The swim kicked off with a rolling start into the cool waters of Sand Hollow Reserve. I’m sure some triathletes will say that it isn’t really an Ironman if you don’t get kicked in the face during the swim start, but this organized rolling start allowed the water to feel more like a busy race than an MMA brawl. With about 15 feet of visibility, it was easy to navigate other swimmers, and by taking it one buoy at a time, the swim felt like a quick and refreshing warm-up for the work to come.
We were greeted out of T1 by our first of (so very many) hills, and while that initial 300 foot gain was a wake-up call for the legs, it was also the first of (so very many) incredible views. I was so grateful for all the hill repeat brick workouts leading up to the race; they definitely kept my butt in that saddle during the race. I passed several impressively lean male athletes walking their bikes up portions of the four-mile Snow Canyon climb (an ascent that starts at mile 38-ish and would be totally evil if the scenery wasn’t so devastatingly beautiful), and, while I wasn’t progressing much faster than 4-6 mph towards the top, I never had to dismount.
The out-and-back run was certainly my toughest leg, for a number of reasons. There were several massive and completely shadeless hills that had me walk-running in intervals. That being said, the course offered aid stations at every mile, and walking those aid stations kept the course moving quickly. My usually half marathon pace is an 8:30 min/mile; this course had me running around a 10 min/mile. But, honestly, I cannot stress the views enough. The majority of the run was on a canyon road that towered over downtown St. George. Just looking out and remembering that I somehow ran my way up there gave me such a sense of accomplishment.
In the end, I finished my first Half Ironman in 6.5 hours, with enough gas in the tank to sprint to the finish line. I only started seriously considering my nutrition plan a few weeks before the race, but I have to say, it made all the difference!

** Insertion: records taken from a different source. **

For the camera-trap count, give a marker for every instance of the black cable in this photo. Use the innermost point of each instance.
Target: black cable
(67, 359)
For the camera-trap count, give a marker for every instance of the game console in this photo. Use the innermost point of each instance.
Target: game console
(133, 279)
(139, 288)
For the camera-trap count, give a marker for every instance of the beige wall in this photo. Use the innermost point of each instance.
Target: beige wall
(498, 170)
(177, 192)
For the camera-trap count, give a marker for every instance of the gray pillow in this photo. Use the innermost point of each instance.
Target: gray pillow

Ironman 70.3 St. George was no walk in the state park. With 3,536 feet of elevation gain on the cycling course, a 1,267 foot gain on the run, and not a single corner of shade to be found, this probably isn’t the course to pick if you’re hunting a PR. But, if you’re like me, and an absolute sucker for the majesty of Mother Nature, you will be hard-pressed to find a more aesthetically rewarding course in the North American circuit.